For the last two decades, Pakistan’s economy has been suffering from low growth of 3% to 5% as compared to similar economies which have experienced growth of 7 to 10%. The average growth between 2008 and 2013 was less than 3% and it’s only now that we have achieved growth of close to 5% and will hopefully cross 5.5% this year. But for rapid economic growth that provides jobs to our young people and to lifts our people out of poverty, we need to grow by 8% plus for a couple of decades. And this can’t happen without power and infrastructure, and trade and investment. CPEC is a great game-changing opportunity that will provide us with the necessary ingredients for growth. Besides providing the impetus for industrial growth, CPEC presents a unique opportunity for us to become a part of the global supply chain. It is now for us to convert this opportunity into reality.

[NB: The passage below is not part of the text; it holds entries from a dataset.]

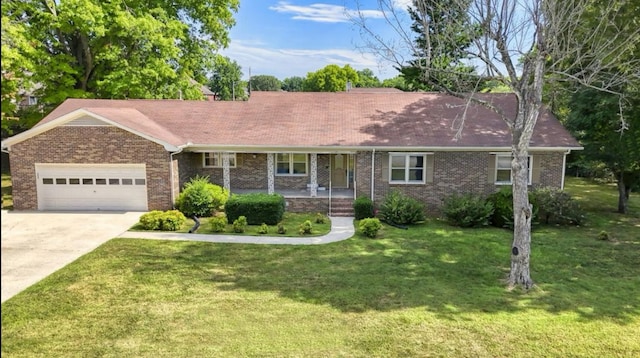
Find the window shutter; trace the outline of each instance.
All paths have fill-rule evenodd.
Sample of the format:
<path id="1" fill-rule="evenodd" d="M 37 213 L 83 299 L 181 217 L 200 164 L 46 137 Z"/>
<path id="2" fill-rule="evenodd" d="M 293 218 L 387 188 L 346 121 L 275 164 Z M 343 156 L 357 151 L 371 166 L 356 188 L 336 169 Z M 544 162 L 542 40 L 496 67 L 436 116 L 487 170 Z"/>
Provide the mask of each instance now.
<path id="1" fill-rule="evenodd" d="M 244 156 L 249 155 L 248 153 L 236 153 L 236 167 L 242 166 L 244 162 Z"/>
<path id="2" fill-rule="evenodd" d="M 536 155 L 531 156 L 531 184 L 538 184 L 540 182 L 540 172 L 542 168 L 538 164 L 539 157 Z"/>
<path id="3" fill-rule="evenodd" d="M 496 155 L 489 154 L 489 175 L 487 175 L 487 182 L 494 184 L 496 182 Z"/>
<path id="4" fill-rule="evenodd" d="M 426 182 L 433 183 L 433 155 L 427 154 L 427 165 L 425 170 L 427 171 Z"/>
<path id="5" fill-rule="evenodd" d="M 389 181 L 389 154 L 382 155 L 382 180 Z"/>

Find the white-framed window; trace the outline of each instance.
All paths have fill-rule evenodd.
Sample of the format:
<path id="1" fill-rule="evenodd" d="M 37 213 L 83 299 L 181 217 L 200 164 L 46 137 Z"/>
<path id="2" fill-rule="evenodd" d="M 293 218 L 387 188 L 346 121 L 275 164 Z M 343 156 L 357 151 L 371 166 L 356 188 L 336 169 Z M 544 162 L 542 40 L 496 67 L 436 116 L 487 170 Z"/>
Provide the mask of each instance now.
<path id="1" fill-rule="evenodd" d="M 202 153 L 202 166 L 204 168 L 222 168 L 222 153 Z M 229 153 L 229 168 L 236 167 L 236 153 Z"/>
<path id="2" fill-rule="evenodd" d="M 426 153 L 390 153 L 389 183 L 424 184 L 426 164 Z"/>
<path id="3" fill-rule="evenodd" d="M 513 182 L 511 177 L 511 154 L 496 154 L 496 185 L 508 185 Z M 528 183 L 531 184 L 531 168 L 533 166 L 533 158 L 527 159 L 527 177 Z"/>
<path id="4" fill-rule="evenodd" d="M 308 161 L 304 153 L 276 154 L 276 175 L 307 175 Z"/>

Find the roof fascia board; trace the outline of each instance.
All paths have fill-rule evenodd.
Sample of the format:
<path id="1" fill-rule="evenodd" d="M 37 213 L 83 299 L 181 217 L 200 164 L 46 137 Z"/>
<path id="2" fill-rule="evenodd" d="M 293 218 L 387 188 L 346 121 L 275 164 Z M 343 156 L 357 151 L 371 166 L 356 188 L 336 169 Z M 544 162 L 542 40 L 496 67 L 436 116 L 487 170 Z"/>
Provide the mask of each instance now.
<path id="1" fill-rule="evenodd" d="M 567 150 L 582 150 L 583 147 L 531 147 L 530 152 L 557 152 Z M 232 153 L 356 153 L 387 151 L 387 152 L 510 152 L 511 147 L 383 147 L 383 146 L 321 146 L 321 147 L 284 147 L 284 146 L 253 146 L 253 145 L 207 145 L 188 144 L 184 148 L 187 152 L 232 152 Z"/>

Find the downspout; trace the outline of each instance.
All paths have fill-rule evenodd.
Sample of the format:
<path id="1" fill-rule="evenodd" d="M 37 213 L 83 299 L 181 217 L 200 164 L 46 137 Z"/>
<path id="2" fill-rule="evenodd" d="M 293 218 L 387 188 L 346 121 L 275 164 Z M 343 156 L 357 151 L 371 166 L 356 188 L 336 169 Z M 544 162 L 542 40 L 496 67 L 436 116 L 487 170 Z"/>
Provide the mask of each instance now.
<path id="1" fill-rule="evenodd" d="M 567 173 L 567 155 L 569 155 L 569 153 L 571 153 L 571 149 L 564 152 L 564 155 L 562 156 L 562 179 L 560 182 L 560 190 L 564 190 L 564 176 Z"/>
<path id="2" fill-rule="evenodd" d="M 189 143 L 187 143 L 186 145 L 181 145 L 178 147 L 178 150 L 176 152 L 173 153 L 169 153 L 169 175 L 171 176 L 169 178 L 169 184 L 171 185 L 171 207 L 173 209 L 175 209 L 175 203 L 176 203 L 176 194 L 174 191 L 174 177 L 173 177 L 173 156 L 176 154 L 180 154 L 182 153 L 182 151 L 184 150 L 184 148 L 189 145 Z"/>
<path id="3" fill-rule="evenodd" d="M 375 167 L 376 167 L 376 148 L 373 148 L 373 151 L 371 152 L 371 201 L 374 201 L 374 187 L 375 187 L 375 182 L 374 182 L 374 172 L 375 172 Z"/>

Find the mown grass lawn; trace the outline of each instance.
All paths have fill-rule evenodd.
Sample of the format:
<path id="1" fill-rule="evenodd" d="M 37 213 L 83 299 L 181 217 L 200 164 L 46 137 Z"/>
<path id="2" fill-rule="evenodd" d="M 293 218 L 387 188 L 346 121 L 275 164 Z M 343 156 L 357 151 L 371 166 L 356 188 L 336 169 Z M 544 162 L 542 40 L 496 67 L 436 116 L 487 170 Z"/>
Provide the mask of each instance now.
<path id="1" fill-rule="evenodd" d="M 511 234 L 438 220 L 320 246 L 114 239 L 2 304 L 6 357 L 637 357 L 640 198 L 570 180 L 529 292 Z M 606 230 L 611 241 L 596 239 Z"/>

In our history we have missed many an opportunity. Are we going to sit again on the sidelines of development, and believe all kinds of conspiracy theories and let another opportunity pass us by? Or, are we going to be confident as a nation, work diligently and intelligently and leverage CPEC to build power plants, infrastructure and factories across Pakistan and provide a better future to our youth? I hope this time we will be on the right side of history.

CPEC : China Pakistan Economic Corridor

Published in The Express Tribune, April 26th, 2017.